Long-term Delivery of Nerve Growth Factor by Encapsulated Cell Biodelivery in the Göttingen Minipig Basal Forebrain
Molecular Therapy : the Journal of the American Society of Gene Therapy. Dec, 2010 | Pubmed ID: 20664524
Nerve growth factor (NGF) prevents cholinergic degeneration in Alzheimer's disease (AD) and improves memory in AD animal models. In humans, the safe delivery of therapeutic doses of NGF is challenging. For clinical use, we have therefore developed an encapsulated cell (EC) biodelivery device, capable of local delivery of NGF. The clinical device, named NsG0202, houses an NGF-secreting cell line (NGC-0295), which is derived from a human retinal pigment epithelial (RPE) cell line, stably genetically modified to secrete NGF. Bioactivity and correct processing of NGF was confirmed in vitro. NsG0202 devices were implanted in the basal forebrain of Göttingen minipigs and the function and retrievability were evaluated after 7 weeks, 6 and 12 months. All devices were implanted and retrieved without associated complications. They were physically intact and contained a high number of viable and NGF-producing NGC-0295 cells after explantation. Increased NGF levels were detected in tissue surrounding the devices. The implants were well tolerated as determined by histopathological brain tissue analysis, blood analysis, and general health status of the pigs. The NsG0202 device represents a promising approach for treating the cognitive decline in AD patients.

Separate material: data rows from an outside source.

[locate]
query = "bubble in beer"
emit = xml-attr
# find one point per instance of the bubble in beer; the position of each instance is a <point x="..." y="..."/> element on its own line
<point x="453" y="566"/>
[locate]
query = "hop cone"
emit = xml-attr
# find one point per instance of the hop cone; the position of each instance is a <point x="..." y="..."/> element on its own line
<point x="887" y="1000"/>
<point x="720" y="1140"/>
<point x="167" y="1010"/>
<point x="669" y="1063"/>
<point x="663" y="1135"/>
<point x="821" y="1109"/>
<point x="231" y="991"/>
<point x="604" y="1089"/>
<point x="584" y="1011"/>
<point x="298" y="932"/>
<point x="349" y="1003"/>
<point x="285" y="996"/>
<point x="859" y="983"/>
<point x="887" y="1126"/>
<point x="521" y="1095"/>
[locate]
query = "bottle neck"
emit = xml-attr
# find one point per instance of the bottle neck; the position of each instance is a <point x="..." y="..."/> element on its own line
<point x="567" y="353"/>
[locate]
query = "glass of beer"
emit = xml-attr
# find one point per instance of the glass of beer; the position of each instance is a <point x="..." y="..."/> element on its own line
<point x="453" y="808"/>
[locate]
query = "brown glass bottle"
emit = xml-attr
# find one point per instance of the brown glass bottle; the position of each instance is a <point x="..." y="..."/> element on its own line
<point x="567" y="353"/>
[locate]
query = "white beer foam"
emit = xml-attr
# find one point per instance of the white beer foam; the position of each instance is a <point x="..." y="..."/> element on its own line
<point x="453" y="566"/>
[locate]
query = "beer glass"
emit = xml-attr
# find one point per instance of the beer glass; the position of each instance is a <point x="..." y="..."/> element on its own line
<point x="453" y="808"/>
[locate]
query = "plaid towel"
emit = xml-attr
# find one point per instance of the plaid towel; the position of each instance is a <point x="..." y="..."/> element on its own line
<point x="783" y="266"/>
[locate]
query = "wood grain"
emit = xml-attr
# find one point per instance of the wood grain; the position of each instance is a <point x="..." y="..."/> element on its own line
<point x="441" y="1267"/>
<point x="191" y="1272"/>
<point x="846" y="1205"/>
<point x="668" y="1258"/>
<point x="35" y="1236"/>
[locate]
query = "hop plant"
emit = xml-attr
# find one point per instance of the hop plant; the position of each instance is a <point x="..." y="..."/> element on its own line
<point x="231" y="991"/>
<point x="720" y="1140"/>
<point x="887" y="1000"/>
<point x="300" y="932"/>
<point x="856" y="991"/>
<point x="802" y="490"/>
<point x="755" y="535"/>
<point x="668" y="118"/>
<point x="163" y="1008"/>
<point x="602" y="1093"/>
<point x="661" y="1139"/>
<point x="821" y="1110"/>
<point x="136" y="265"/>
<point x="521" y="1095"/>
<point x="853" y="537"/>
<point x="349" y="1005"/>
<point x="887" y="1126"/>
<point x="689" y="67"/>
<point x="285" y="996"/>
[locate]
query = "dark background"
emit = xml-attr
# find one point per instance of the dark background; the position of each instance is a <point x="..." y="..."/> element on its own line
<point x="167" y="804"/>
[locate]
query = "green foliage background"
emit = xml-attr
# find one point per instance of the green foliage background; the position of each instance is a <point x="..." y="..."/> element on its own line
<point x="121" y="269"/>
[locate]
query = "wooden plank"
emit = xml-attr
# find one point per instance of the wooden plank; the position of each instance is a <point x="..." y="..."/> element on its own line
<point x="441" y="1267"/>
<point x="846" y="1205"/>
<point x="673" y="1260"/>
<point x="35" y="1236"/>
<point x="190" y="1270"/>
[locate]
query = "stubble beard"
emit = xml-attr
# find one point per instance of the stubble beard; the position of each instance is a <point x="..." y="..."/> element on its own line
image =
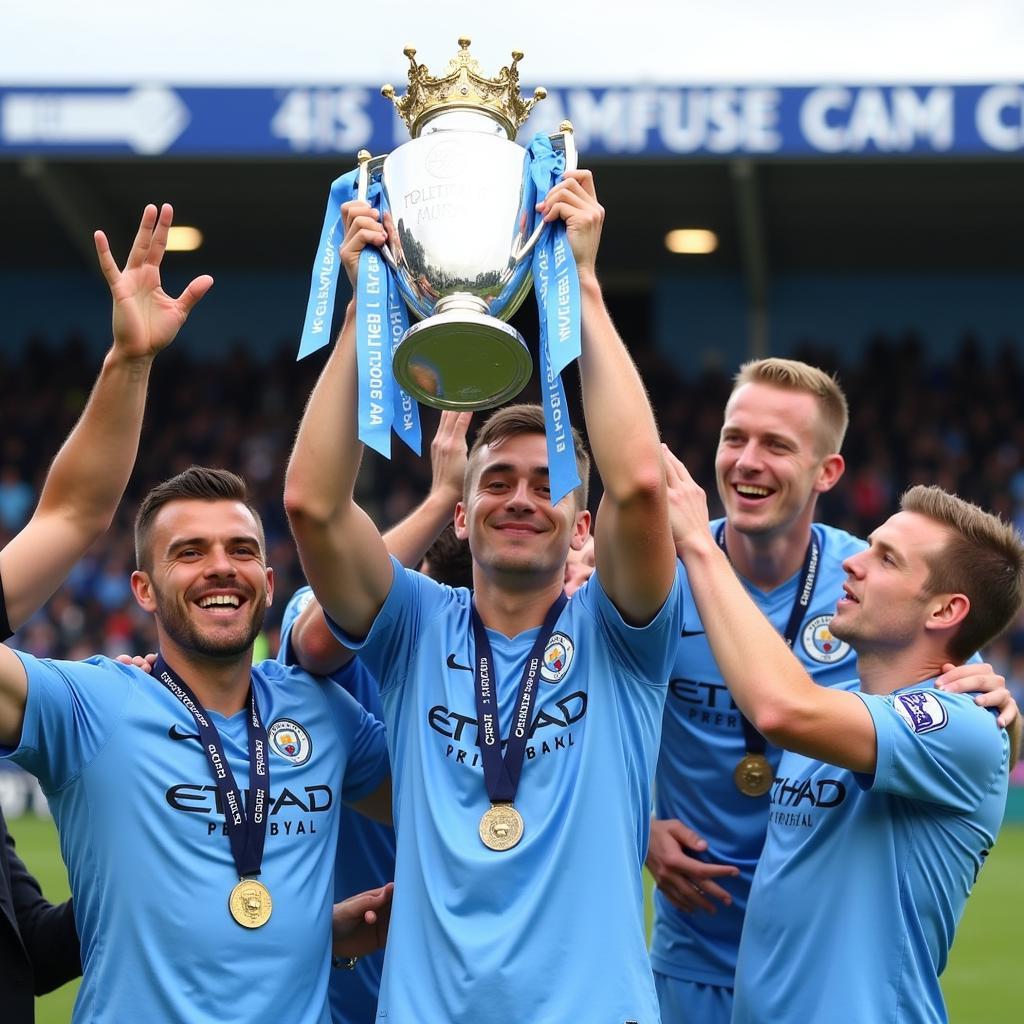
<point x="182" y="630"/>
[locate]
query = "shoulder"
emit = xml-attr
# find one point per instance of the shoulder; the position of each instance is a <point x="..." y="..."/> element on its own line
<point x="838" y="544"/>
<point x="90" y="668"/>
<point x="924" y="709"/>
<point x="296" y="604"/>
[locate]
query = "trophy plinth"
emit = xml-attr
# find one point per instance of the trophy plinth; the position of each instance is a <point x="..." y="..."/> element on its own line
<point x="458" y="203"/>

A Surgical Device for Minimally Invasive Implantation of Experimental Deep Brain Stimulation Leads in Large Research Animals
Journal of Neuroscience Methods. Aug, 2011 | Pubmed ID: 21723320
Deep brain stimulation (DBS) in experimental animals has promoted new indications and refined existing treatments. Implantation of downscaled clinical DBS leads directly compatible with commercially available implantable pulse generators can however be challenging. Accordingly, we have developed a lead implantation device (LID) and technique for minimally invasive implantation of experimental multicontact DBS leads in large research animals.

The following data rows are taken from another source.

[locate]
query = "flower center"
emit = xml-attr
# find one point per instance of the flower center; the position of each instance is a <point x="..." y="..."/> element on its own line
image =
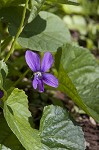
<point x="38" y="75"/>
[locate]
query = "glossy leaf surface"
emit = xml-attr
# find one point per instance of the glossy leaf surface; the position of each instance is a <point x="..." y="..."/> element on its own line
<point x="59" y="131"/>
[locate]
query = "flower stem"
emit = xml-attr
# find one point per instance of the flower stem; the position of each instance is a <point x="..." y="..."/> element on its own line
<point x="22" y="76"/>
<point x="18" y="32"/>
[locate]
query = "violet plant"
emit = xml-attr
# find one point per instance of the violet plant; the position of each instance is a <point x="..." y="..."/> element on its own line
<point x="40" y="77"/>
<point x="28" y="25"/>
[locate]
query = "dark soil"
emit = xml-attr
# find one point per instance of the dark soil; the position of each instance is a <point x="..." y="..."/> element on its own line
<point x="89" y="126"/>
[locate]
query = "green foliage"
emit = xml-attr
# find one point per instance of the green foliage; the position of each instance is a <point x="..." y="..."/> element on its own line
<point x="73" y="2"/>
<point x="3" y="71"/>
<point x="46" y="32"/>
<point x="59" y="131"/>
<point x="50" y="136"/>
<point x="35" y="8"/>
<point x="19" y="120"/>
<point x="77" y="72"/>
<point x="7" y="3"/>
<point x="7" y="139"/>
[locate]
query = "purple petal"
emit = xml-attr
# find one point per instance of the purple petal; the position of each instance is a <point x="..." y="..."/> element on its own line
<point x="40" y="86"/>
<point x="50" y="80"/>
<point x="35" y="83"/>
<point x="1" y="93"/>
<point x="33" y="60"/>
<point x="47" y="62"/>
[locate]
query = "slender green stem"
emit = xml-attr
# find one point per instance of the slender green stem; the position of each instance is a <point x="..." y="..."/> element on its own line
<point x="22" y="76"/>
<point x="18" y="32"/>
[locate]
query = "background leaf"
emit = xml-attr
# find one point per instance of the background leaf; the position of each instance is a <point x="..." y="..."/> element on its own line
<point x="19" y="120"/>
<point x="59" y="131"/>
<point x="73" y="2"/>
<point x="35" y="8"/>
<point x="46" y="32"/>
<point x="7" y="3"/>
<point x="3" y="71"/>
<point x="83" y="70"/>
<point x="7" y="139"/>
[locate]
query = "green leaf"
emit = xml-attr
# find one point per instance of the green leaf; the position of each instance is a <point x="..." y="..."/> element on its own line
<point x="35" y="8"/>
<point x="19" y="120"/>
<point x="46" y="32"/>
<point x="7" y="139"/>
<point x="59" y="131"/>
<point x="83" y="70"/>
<point x="73" y="2"/>
<point x="3" y="71"/>
<point x="7" y="3"/>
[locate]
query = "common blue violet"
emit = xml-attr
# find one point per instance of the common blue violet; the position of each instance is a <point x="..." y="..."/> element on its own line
<point x="1" y="93"/>
<point x="40" y="75"/>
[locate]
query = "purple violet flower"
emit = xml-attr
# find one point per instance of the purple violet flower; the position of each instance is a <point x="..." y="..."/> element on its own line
<point x="1" y="93"/>
<point x="40" y="75"/>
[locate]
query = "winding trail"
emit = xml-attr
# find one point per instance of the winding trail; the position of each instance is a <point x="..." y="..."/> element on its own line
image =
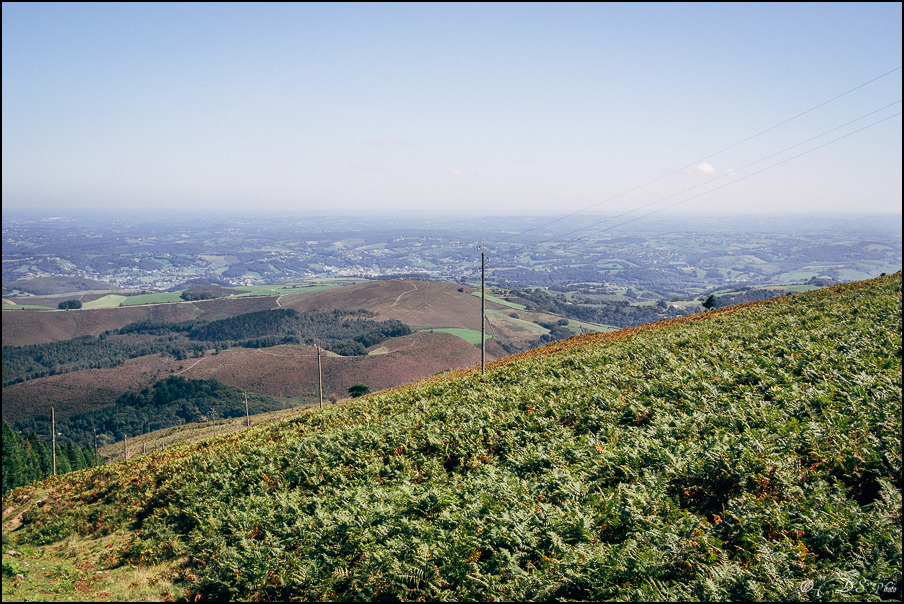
<point x="400" y="296"/>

Diffusion-weighted MRI and Quantitative Biophysical Modeling of Hippocampal Neurite Loss in Chronic Stress
PloS One. 2011 | Pubmed ID: 21747929
Chronic stress has detrimental effects on physiology, learning and memory and is involved in the development of anxiety and depressive disorders. Besides changes in synaptic formation and neurogenesis, chronic stress also induces dendritic remodeling in the hippocampus, amygdala and the prefrontal cortex. Investigations of dendritic remodeling during development and treatment of stress are currently limited by the invasive nature of histological and stereological methods. Here we show that high field diffusion-weighted MRI combined with quantitative biophysical modeling of the hippocampal dendritic loss in 21 day restraint stressed rats highly correlates with former histological findings. Our study strongly indicates that diffusion-weighted MRI is sensitive to regional dendritic loss and thus a promising candidate for non-invasive studies of dendritic plasticity in chronic stress and stress-related disorders.